Considera che se una donna ha 7 giorni di ritardo è già al 37° giorno di gestazione, a meno che le sue mestruazioni siano irregolari (come accade spesso). Quindi possono passare altri 7 giorni almeno. Se l'ultima mestruazione è stata molto scarsa potrebbe essere incinta dal mese precedente e avere molto meno tempo. Ti ricordo che la tempistica è 90 giorni.

 

Poi va dal suo medico, prende un appuntamento, lui fa un certificato e devono passare altri sette giorni prima che legalmente quel certificato abbia valore. La cosiddetta riflessione. Da li si cerca una struttura che possa accoglierti e no, non tutte le ASL o le strutture private accettano pazienti non appartenenti alla propria. Anzi.
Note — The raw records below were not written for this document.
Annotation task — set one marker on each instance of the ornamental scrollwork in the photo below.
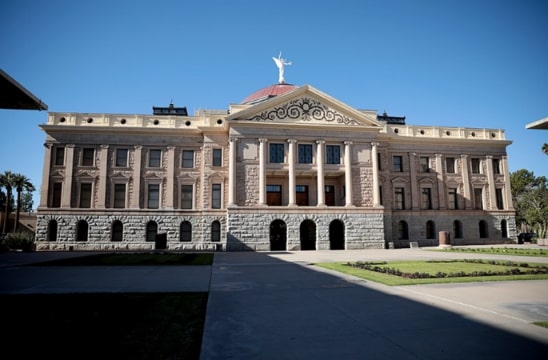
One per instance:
(304, 109)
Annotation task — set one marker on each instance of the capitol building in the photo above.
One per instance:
(287, 168)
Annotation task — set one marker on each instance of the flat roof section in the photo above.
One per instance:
(14, 96)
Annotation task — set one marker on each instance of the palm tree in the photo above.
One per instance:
(6, 181)
(20, 183)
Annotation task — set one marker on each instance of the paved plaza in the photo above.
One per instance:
(279, 305)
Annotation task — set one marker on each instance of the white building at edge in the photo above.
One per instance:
(289, 168)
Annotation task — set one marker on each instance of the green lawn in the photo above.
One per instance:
(432, 272)
(128, 259)
(496, 251)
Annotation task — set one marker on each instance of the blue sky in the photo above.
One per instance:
(467, 63)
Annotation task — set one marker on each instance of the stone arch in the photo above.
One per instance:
(308, 235)
(278, 235)
(336, 235)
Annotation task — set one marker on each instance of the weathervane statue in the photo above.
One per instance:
(280, 63)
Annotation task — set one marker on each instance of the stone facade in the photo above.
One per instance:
(296, 171)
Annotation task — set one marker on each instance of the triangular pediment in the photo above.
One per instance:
(306, 105)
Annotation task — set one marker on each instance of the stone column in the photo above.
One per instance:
(45, 176)
(232, 143)
(67, 179)
(413, 184)
(466, 183)
(375, 164)
(137, 163)
(103, 167)
(320, 174)
(292, 185)
(491, 183)
(170, 181)
(262, 171)
(442, 197)
(508, 204)
(348, 172)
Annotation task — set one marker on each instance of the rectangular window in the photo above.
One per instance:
(476, 165)
(478, 199)
(397, 163)
(154, 157)
(333, 154)
(277, 153)
(424, 162)
(305, 153)
(216, 196)
(85, 195)
(59, 156)
(399, 200)
(56, 195)
(450, 165)
(496, 166)
(500, 202)
(186, 196)
(88, 155)
(274, 195)
(121, 157)
(119, 196)
(188, 159)
(217, 157)
(153, 196)
(426, 199)
(452, 203)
Nella Lombardia da te citata le strutture private non praticano IVG.

Quindi la solita signora Irpina che, poverina, ha la colpa di abitare in provincia di Avellino riesce ad ottenere un appuntamento in Campania tra tre mesi e quindi nisba o in Toscana dopo un mese e deve pregare il suo Dio, se ci crede, che l'appuntamento non slitti per qualsivoglia motivo rendendo la sua richiesta nulla perchè supera i 90 giorni.